C-3: Coherence and Coreference Corpus

Download: c-3-v1.0.zip (438 kB / May 18, 2010)

The C-3 coreference annotation described in (Nicolae et al., 2010) was done on the 135 text files of Discourse GraphBank (Wolf et al., 2003) and is provided separately from them. Each annotation file in this package is numbered to correspond to a Discourse GraphBank file. Statistics about the C-3 annotation can be found in c-3-v1.0-stats.txt.

You can obtain Discourse GraphBank from LDC at the following link: www.ldc.upenn.edu/Catalog/CatalogEntry.jsp?catalogId=LDC2005T08.

For easy browsing of the C-3 annotation, please use the gann annotation tool available at www.hlt.utdallas.edu/~gabriel/gann.
You need to copy the Discourse GraphBank text files (available from LDC at the above link) and the C-3 annotation .gann files (downloaded from this page) in the same folder. After that, to see an annotation for a Discourse GraphBank file you need to open the file in gann. The tool will automatically locate the corresponding .gann file in the same folder and open it.

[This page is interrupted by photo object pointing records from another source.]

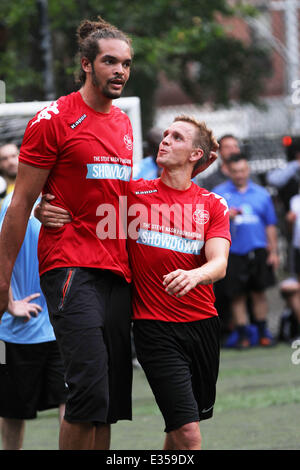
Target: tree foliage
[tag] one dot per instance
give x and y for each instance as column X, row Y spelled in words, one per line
column 180, row 37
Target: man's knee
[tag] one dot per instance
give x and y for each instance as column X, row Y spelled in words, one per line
column 187, row 436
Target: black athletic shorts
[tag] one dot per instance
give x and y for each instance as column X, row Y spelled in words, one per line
column 181, row 363
column 246, row 273
column 90, row 310
column 31, row 380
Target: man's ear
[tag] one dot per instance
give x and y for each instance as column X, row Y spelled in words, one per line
column 86, row 64
column 212, row 158
column 196, row 155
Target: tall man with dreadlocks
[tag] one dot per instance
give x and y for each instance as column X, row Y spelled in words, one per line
column 80, row 149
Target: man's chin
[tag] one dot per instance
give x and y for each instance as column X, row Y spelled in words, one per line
column 112, row 95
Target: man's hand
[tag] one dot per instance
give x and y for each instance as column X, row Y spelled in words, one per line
column 3, row 302
column 23, row 308
column 180, row 282
column 51, row 216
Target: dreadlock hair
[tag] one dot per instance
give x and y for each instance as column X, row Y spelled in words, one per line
column 88, row 35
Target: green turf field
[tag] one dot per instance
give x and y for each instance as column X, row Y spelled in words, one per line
column 257, row 407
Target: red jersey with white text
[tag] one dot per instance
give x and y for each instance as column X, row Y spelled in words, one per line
column 89, row 155
column 167, row 230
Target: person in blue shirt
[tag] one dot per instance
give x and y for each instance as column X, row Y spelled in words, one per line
column 253, row 255
column 32, row 377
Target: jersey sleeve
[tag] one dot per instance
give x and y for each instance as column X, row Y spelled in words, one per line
column 40, row 143
column 219, row 225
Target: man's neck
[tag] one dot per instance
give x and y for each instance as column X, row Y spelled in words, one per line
column 95, row 100
column 10, row 180
column 176, row 179
column 243, row 188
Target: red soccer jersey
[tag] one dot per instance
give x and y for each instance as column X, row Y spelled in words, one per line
column 167, row 230
column 90, row 158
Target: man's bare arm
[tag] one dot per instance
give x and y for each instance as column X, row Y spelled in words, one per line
column 180, row 282
column 29, row 184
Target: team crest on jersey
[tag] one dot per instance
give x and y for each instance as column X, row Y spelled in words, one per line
column 201, row 216
column 128, row 142
column 46, row 112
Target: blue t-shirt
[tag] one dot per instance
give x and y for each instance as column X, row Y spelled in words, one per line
column 248, row 229
column 25, row 281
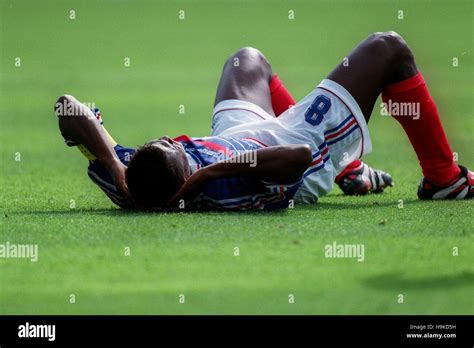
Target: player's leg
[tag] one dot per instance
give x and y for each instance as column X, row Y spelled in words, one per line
column 380, row 60
column 246, row 76
column 81, row 125
column 357, row 178
column 384, row 63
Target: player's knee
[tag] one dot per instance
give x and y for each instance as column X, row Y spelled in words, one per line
column 250, row 60
column 391, row 46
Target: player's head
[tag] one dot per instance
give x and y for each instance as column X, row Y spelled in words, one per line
column 156, row 172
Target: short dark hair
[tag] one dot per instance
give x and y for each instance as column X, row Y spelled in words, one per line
column 152, row 177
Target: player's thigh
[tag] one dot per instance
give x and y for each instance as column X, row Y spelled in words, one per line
column 246, row 76
column 372, row 65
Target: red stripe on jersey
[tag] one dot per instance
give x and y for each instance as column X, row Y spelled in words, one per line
column 342, row 130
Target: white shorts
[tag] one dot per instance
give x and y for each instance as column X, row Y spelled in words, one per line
column 328, row 119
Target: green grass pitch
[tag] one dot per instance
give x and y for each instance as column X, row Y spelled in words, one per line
column 173, row 62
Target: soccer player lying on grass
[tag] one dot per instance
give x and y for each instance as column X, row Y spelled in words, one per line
column 331, row 120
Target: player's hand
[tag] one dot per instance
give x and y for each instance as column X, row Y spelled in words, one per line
column 191, row 187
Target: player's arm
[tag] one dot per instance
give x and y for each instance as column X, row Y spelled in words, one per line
column 78, row 123
column 283, row 164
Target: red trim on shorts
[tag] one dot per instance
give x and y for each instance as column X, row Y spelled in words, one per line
column 253, row 112
column 352, row 112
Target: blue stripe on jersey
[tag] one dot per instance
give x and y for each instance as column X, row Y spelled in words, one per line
column 339, row 126
column 236, row 193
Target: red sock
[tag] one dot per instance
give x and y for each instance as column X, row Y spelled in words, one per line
column 426, row 133
column 281, row 97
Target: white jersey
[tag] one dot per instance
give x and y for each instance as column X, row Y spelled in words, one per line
column 328, row 119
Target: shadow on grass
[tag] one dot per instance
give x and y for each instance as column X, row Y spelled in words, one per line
column 360, row 204
column 391, row 281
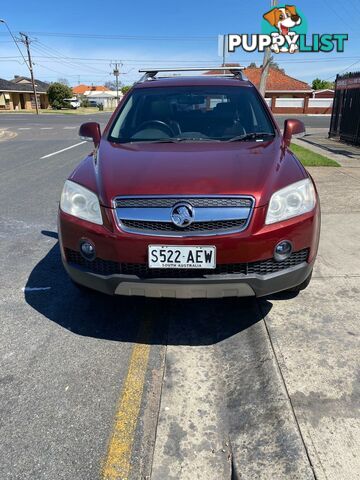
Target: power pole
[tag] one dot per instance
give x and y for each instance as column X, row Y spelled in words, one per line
column 25, row 40
column 116, row 73
column 266, row 62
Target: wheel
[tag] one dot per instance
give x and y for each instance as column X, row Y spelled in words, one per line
column 302, row 285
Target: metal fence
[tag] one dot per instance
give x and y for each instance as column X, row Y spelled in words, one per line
column 345, row 119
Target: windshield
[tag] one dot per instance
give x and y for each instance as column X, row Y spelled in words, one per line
column 198, row 113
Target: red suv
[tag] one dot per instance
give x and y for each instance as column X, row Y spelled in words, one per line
column 191, row 192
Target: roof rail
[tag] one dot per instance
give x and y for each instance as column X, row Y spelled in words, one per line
column 150, row 73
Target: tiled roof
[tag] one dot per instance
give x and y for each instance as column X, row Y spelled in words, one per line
column 81, row 89
column 276, row 80
column 11, row 86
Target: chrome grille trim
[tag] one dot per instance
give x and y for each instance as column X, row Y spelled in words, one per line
column 214, row 214
column 169, row 201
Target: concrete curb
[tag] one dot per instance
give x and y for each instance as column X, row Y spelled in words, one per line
column 343, row 160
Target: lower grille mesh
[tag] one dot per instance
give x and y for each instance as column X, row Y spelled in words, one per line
column 108, row 267
column 194, row 227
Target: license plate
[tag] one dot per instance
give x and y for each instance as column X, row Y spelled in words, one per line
column 167, row 256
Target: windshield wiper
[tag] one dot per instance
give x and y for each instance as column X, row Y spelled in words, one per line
column 176, row 140
column 250, row 136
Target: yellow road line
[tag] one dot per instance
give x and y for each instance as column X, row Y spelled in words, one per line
column 118, row 461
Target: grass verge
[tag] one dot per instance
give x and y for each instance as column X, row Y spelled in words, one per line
column 312, row 159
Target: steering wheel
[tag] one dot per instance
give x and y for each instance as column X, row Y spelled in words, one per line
column 159, row 124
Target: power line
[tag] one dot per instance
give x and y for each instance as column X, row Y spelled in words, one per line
column 127, row 37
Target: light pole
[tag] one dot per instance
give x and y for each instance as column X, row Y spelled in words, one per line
column 266, row 62
column 28, row 64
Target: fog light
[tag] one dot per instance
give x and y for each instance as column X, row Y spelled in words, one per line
column 282, row 250
column 87, row 250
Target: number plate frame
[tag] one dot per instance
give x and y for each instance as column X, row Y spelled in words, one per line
column 184, row 250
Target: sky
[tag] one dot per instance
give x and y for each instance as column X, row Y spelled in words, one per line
column 78, row 40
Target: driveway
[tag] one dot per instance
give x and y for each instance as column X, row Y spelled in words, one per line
column 97, row 387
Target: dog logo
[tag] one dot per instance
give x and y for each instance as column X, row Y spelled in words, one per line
column 284, row 19
column 284, row 29
column 182, row 215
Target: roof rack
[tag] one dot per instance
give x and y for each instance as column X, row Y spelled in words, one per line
column 150, row 73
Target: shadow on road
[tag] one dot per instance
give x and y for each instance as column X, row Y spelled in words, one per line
column 204, row 322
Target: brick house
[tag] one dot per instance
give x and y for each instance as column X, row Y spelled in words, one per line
column 17, row 94
column 85, row 89
column 285, row 94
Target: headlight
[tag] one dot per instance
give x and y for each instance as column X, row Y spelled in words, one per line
column 80, row 202
column 291, row 201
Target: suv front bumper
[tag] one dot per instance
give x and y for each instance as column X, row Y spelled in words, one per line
column 218, row 286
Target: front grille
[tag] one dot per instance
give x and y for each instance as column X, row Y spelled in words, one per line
column 108, row 267
column 202, row 227
column 213, row 215
column 202, row 202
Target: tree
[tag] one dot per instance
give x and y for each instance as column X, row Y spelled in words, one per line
column 57, row 92
column 125, row 89
column 319, row 84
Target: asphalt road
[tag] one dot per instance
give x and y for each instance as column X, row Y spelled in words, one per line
column 97, row 387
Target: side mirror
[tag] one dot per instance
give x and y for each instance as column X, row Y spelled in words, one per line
column 90, row 132
column 292, row 128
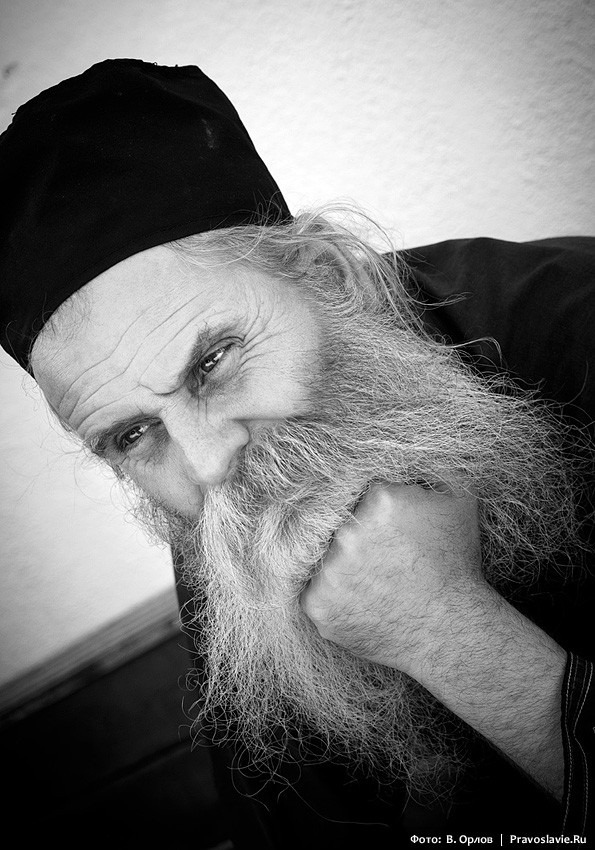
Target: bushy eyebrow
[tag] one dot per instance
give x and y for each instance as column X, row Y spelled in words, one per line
column 99, row 443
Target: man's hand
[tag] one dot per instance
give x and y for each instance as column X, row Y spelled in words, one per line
column 384, row 581
column 402, row 585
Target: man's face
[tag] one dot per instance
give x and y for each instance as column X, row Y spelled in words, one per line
column 254, row 447
column 171, row 373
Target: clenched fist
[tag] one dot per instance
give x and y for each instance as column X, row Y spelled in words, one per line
column 408, row 559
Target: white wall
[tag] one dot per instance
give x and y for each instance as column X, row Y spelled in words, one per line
column 443, row 118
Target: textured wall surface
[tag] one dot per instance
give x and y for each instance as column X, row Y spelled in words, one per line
column 445, row 118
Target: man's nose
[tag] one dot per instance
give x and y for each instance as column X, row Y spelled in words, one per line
column 207, row 447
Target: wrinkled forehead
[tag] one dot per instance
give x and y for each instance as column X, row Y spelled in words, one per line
column 125, row 301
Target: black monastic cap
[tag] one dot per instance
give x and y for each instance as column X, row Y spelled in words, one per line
column 123, row 157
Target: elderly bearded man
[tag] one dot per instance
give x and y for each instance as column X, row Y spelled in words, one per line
column 356, row 503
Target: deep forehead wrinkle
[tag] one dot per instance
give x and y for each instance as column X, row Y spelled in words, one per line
column 202, row 339
column 68, row 408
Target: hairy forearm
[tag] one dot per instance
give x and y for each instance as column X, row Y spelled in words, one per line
column 502, row 675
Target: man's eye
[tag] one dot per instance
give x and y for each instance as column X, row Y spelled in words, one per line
column 208, row 363
column 128, row 438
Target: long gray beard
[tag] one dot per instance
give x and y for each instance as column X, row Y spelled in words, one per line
column 386, row 405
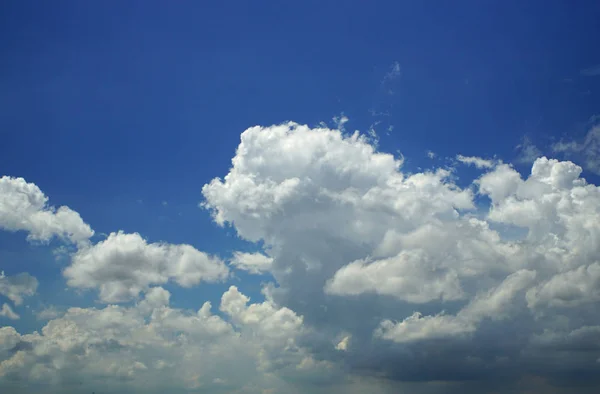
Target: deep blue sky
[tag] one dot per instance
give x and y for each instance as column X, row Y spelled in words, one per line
column 113, row 107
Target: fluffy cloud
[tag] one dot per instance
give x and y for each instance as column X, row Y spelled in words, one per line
column 588, row 148
column 380, row 276
column 123, row 265
column 152, row 347
column 16, row 287
column 23, row 206
column 358, row 246
column 7, row 312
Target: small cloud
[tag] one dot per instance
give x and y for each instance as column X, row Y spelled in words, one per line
column 527, row 151
column 48, row 313
column 591, row 71
column 395, row 72
column 343, row 344
column 7, row 312
column 253, row 263
column 340, row 121
column 476, row 161
column 587, row 149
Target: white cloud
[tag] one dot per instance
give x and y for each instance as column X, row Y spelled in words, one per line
column 494, row 304
column 380, row 276
column 153, row 347
column 254, row 263
column 476, row 161
column 527, row 151
column 23, row 206
column 16, row 287
column 358, row 245
column 123, row 265
column 7, row 312
column 48, row 313
column 588, row 149
column 394, row 72
column 591, row 71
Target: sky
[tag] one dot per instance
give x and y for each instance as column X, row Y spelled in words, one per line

Contact: cristina ate\e hlt.utdallas.edu

 

References

(1) C-3 description. If you are using this annotation or the annotation tool in your work, please cite:

Cristina Nicolae, Gabriel Nicolae and Kirk Roberts. 2010. C-3: Coherence and Coreference Corpus. In Proceedings of the Seventh conference on International Language Resources and Evaluation (LREC'10), 19-21 May, Valletta, Malta.

(2) Discourse GraphBank description.

Florian Wolf, Edward Gibson, Amy Fisher and Meredith Knight. 2003. A procedure for collecting a database of texts annotated with coherence relations. Massachusetts Institute of Technology.